Sunday, 24 January 2010
Live: The Golden Filter at Pure Groove // Piney Gir at the London Transport Museum
I’ve long held a theory that the thing that puts the beauty of going to gigs apart from, say, going to the cinema, is that you never know what’s gunna happen. Even in a venue you’ve been to loadsa times, seeing a band you’ve seen loadsa times – maybe even a band you’ve seen in that venue loadsa times still present something different, exciting, new people, a bum note, a longer set, a new support band, the potential to find an artist that engages so much that whole swathes are your life are soundtracked differently. It’s always a possibility.
So this weird combo was very welcome. First we dash up to the beautiful Pure Groove, the record shop/café in Farringdon which has put out so many great records it’s almost sick, to see an ‘in-store’ (cue images of thousands of teens queuing up outside Virgin Records to see Mel B sing solo or some shit) which is thankfully busy but without any acne-covered scamps armed with a black marker and crop-top they’re desperate to get signed. The Golden Filter, an NY three-piece fronted by model Penelope featuring synths and nice, heavy drumbeats take some time to drum up an atmosphere in the un-clubby atmosphere near the twee-tees but their sheer class shows through their net-happy hit Hide Me evoking the most reaction. Favourite Things, with its New York, Sydney, London, Paris mantra evokes both joy at the simple song at envy at the well-travelled gits. They’ve certainly been provoking plenty of reaction and there’s no doubt there’s any extra something, maybe in the league of St Ettiene, in there, I’ll be watching with interest.
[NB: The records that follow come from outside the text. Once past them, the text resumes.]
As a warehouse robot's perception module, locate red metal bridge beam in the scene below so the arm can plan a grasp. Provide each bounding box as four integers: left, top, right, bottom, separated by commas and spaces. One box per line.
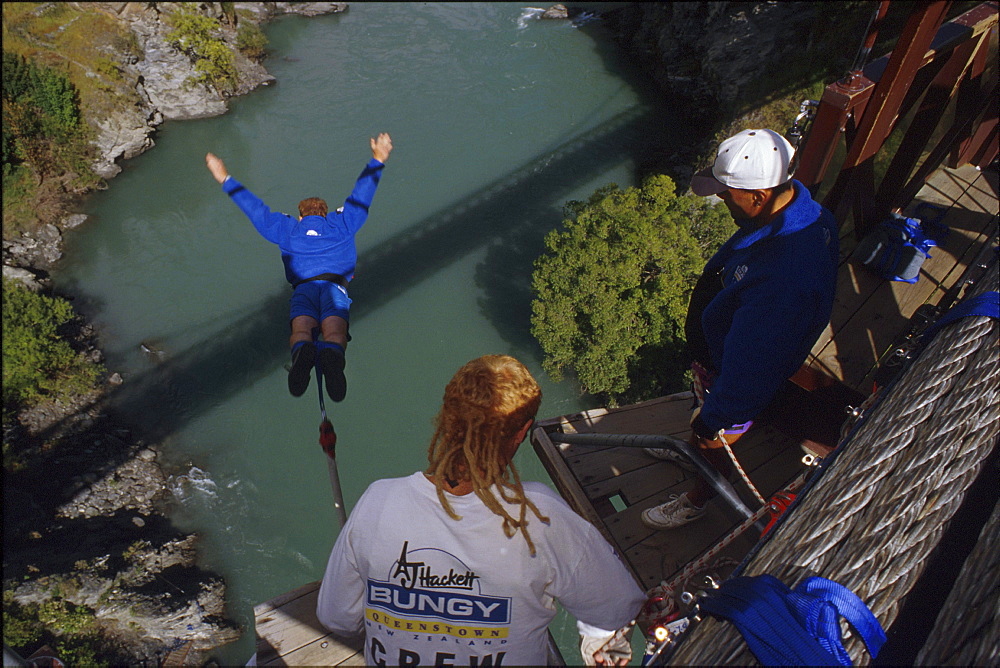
880, 33, 987, 218
824, 2, 950, 239
795, 0, 889, 195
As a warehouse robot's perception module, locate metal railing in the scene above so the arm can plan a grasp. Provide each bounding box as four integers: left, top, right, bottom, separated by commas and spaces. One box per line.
795, 1, 998, 239
548, 432, 764, 531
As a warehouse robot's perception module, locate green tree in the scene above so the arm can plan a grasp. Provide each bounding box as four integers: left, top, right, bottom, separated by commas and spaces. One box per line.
236, 22, 267, 62
167, 9, 237, 90
531, 175, 735, 404
3, 278, 102, 410
2, 51, 81, 175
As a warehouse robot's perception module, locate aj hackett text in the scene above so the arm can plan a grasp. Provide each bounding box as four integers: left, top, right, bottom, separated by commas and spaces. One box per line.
365, 543, 511, 667
367, 542, 510, 637
392, 541, 479, 589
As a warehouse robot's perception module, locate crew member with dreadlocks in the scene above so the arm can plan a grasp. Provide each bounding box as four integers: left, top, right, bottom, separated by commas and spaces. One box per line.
316, 355, 645, 666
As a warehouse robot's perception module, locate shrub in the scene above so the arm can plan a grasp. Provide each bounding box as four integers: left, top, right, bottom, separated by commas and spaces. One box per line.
531, 175, 734, 404
2, 51, 96, 188
3, 591, 108, 666
3, 278, 103, 409
236, 21, 267, 62
167, 10, 237, 90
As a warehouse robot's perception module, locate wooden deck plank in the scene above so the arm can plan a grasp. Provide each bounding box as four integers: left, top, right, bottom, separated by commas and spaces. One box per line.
254, 581, 364, 666
809, 166, 997, 392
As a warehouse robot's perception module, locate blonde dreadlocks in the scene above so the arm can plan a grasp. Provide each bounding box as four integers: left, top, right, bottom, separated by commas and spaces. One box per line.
427, 355, 549, 556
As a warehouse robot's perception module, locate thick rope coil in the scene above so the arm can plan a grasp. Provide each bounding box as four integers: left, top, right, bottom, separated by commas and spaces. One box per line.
916, 488, 1000, 666
671, 264, 1000, 665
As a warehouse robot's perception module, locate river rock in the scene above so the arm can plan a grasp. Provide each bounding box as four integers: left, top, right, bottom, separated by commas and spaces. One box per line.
542, 5, 569, 19
3, 223, 62, 270
3, 265, 50, 292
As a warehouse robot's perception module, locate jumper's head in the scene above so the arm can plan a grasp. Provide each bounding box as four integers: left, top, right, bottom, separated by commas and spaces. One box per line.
299, 197, 329, 218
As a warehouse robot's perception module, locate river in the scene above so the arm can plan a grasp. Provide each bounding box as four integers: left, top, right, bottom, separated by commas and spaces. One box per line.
54, 3, 666, 664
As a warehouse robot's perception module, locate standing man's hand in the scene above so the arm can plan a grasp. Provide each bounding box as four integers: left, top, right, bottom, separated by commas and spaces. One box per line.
370, 132, 392, 164
205, 151, 230, 183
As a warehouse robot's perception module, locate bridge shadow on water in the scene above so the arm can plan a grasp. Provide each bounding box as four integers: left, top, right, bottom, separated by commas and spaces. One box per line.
17, 105, 653, 494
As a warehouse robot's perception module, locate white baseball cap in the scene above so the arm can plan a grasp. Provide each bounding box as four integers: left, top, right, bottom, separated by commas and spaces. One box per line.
691, 130, 795, 197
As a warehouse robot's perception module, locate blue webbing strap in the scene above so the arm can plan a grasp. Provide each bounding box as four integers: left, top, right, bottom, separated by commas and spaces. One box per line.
924, 290, 1000, 341
700, 575, 885, 666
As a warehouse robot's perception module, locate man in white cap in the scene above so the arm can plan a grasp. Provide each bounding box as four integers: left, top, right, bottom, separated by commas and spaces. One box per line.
642, 130, 839, 529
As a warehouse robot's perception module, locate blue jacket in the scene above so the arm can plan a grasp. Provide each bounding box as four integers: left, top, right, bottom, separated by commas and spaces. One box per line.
689, 181, 840, 433
222, 158, 385, 284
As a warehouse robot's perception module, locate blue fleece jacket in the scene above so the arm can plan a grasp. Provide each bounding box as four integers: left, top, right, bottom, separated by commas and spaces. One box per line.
696, 181, 840, 433
222, 158, 385, 283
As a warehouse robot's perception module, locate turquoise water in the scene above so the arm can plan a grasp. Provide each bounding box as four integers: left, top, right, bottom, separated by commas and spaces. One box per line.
55, 3, 662, 663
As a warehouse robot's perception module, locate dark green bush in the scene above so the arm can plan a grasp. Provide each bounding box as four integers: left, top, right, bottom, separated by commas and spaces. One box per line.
167, 10, 237, 90
3, 278, 103, 410
531, 175, 735, 404
3, 591, 108, 666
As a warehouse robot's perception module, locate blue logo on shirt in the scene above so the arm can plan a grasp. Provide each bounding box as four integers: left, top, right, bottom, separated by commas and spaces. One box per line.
367, 579, 510, 624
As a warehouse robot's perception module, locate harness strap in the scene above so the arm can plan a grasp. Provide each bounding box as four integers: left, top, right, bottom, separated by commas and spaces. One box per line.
699, 575, 885, 666
924, 290, 1000, 341
292, 274, 347, 290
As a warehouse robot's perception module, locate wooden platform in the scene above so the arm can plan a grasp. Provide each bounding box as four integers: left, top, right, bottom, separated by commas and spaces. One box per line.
253, 581, 365, 666
254, 168, 997, 666
532, 167, 997, 588
810, 166, 997, 394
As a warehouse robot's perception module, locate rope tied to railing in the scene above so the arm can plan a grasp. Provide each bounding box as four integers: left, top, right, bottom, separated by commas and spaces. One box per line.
672, 254, 1000, 665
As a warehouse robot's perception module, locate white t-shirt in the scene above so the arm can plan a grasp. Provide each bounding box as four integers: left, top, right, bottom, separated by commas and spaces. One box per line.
316, 472, 646, 667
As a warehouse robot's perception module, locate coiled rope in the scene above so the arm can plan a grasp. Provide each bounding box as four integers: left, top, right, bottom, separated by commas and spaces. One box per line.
671, 261, 1000, 665
916, 494, 1000, 666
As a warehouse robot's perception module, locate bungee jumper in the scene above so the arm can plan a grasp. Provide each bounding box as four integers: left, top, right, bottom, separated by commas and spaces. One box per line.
205, 132, 392, 402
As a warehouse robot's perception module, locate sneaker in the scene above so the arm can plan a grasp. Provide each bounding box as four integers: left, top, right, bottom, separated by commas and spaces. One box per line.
643, 448, 696, 473
799, 440, 834, 459
319, 348, 347, 401
642, 494, 705, 529
288, 341, 316, 397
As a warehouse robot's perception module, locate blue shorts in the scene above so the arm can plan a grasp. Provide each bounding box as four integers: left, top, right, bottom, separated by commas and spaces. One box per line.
289, 281, 351, 322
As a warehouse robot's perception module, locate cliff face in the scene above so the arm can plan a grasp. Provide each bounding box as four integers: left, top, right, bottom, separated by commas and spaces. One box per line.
607, 2, 824, 118
84, 2, 347, 178
604, 2, 844, 170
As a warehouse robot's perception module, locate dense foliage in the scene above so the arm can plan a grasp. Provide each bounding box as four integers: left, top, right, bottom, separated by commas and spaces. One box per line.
167, 10, 237, 91
3, 591, 108, 666
236, 23, 267, 63
532, 175, 735, 404
3, 279, 102, 412
2, 51, 81, 177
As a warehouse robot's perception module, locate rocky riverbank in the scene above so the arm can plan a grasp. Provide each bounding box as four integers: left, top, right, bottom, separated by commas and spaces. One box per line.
3, 2, 347, 665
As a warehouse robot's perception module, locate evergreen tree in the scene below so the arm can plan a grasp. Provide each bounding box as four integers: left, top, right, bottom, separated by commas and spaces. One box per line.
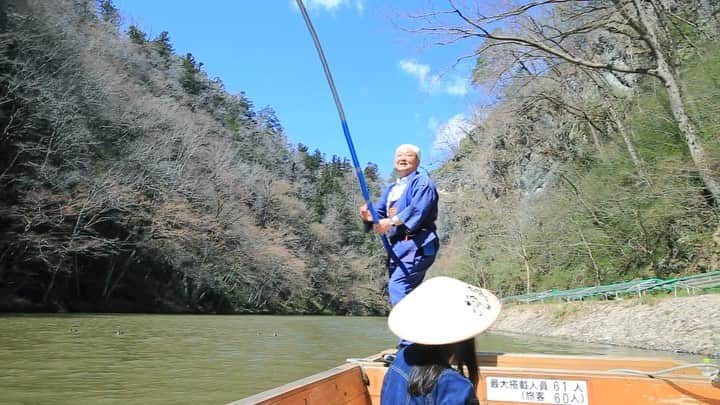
180, 53, 202, 95
95, 0, 120, 27
128, 25, 147, 45
153, 31, 174, 60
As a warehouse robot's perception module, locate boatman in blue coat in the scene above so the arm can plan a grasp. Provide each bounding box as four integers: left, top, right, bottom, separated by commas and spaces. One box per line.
360, 144, 439, 306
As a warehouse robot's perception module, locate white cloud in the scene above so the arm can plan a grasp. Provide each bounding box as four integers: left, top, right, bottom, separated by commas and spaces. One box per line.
400, 59, 468, 96
431, 114, 472, 153
305, 0, 345, 11
428, 116, 440, 132
290, 0, 365, 15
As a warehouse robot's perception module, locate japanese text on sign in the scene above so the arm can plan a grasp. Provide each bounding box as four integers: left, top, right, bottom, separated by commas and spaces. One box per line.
485, 377, 590, 405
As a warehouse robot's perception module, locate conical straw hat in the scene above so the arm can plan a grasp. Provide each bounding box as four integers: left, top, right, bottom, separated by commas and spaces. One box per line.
388, 277, 501, 345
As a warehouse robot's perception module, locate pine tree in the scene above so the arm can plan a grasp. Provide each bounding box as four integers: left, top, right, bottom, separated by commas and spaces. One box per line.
153, 31, 174, 60
180, 53, 202, 95
128, 25, 147, 45
95, 0, 120, 27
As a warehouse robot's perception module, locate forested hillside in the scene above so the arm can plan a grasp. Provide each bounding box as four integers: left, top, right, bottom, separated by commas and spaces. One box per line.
0, 0, 720, 314
422, 0, 720, 294
0, 0, 386, 314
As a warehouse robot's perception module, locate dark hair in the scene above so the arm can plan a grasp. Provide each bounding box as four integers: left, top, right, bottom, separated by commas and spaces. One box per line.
406, 338, 478, 395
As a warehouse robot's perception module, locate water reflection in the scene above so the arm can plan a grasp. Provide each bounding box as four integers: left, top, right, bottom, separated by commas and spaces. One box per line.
0, 315, 700, 404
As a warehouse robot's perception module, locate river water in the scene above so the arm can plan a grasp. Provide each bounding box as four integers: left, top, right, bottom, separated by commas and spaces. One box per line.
0, 314, 696, 404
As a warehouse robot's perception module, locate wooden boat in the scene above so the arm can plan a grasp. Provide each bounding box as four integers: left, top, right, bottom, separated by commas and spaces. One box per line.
232, 353, 720, 405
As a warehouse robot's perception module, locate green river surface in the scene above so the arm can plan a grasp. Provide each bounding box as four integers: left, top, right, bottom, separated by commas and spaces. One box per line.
0, 314, 692, 404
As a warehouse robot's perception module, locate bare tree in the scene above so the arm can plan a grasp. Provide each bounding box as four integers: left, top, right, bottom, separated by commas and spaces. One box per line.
408, 0, 720, 200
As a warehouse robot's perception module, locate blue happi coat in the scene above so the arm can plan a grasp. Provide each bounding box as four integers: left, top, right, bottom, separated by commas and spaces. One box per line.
376, 171, 439, 306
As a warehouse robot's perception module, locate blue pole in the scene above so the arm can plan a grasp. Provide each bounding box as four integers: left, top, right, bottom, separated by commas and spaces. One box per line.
296, 0, 408, 274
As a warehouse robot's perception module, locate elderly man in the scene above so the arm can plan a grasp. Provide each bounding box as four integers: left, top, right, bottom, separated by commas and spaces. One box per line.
360, 144, 439, 306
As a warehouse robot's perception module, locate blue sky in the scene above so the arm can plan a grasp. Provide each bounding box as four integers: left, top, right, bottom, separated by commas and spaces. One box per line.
114, 0, 481, 176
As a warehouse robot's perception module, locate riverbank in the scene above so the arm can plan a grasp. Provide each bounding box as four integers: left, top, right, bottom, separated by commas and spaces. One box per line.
492, 294, 720, 357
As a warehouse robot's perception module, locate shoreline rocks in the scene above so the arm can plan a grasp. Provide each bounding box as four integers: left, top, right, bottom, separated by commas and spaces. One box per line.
492, 294, 720, 358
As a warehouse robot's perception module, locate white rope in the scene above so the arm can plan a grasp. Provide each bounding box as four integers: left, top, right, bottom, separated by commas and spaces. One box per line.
609, 363, 720, 378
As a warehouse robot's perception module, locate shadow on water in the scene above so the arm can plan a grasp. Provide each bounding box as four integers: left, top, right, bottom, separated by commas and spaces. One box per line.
0, 314, 700, 404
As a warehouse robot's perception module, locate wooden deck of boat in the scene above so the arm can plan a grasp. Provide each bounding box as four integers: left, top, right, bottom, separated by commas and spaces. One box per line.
232, 353, 720, 405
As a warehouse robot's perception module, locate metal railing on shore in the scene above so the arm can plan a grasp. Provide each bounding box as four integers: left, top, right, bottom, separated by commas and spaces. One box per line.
503, 270, 720, 304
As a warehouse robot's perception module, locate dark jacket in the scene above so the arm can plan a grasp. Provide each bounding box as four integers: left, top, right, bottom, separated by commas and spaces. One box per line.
380, 345, 478, 405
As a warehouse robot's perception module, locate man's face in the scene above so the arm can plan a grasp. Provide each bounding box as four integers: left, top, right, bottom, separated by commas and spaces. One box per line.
395, 148, 420, 177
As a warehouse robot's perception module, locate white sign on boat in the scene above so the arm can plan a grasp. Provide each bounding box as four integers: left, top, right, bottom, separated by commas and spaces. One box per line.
486, 376, 590, 405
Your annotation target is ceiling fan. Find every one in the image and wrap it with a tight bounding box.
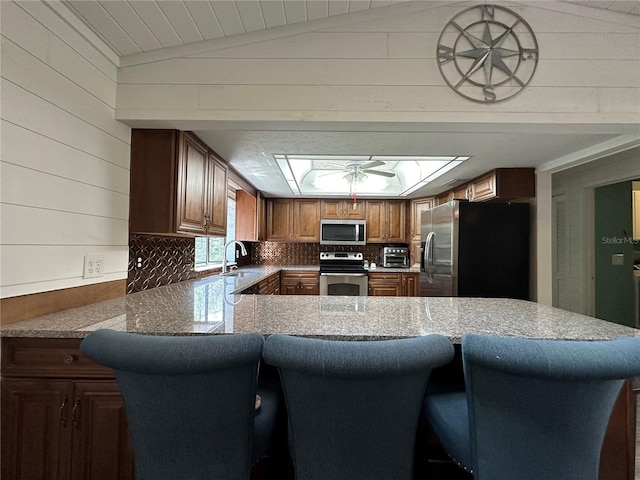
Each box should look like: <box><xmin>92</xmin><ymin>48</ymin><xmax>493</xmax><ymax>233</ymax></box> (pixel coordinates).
<box><xmin>342</xmin><ymin>160</ymin><xmax>396</xmax><ymax>182</ymax></box>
A quick dash to the Transport Museum in Covent Garden (yep, that’s right) brings one-time ShadowPlay agony aunt Piney Gir happily to our ears. As part of an Arts Council funded monthly night the fulsome folkster follows a glorious screening of a video of some couples dancing in the 50s (on a screen 20ft up above a light up London 3D map). Piney, aka Kansas hailing and London-living Angela Penhaligon, takes the stage amongst the red buses and old taxis with a welcoming crowd cheering on her every accordion stroke. With some fine backing singers and a beefed up band in the shape of the Age of Reason, Piney has moved away from her original electronic-y ways to a much more traditional, perhaps ironic given her quite stringent upbringing outlined in several interviews, country-style with the twee but lovely duet Of All the Wonderful Things, the new single, a particular highlight. And as Gir finishes her set choo-chooing around the rather splendid, if nerdy, museum singing you have to say there’s a lot to say for having a night less ordinary.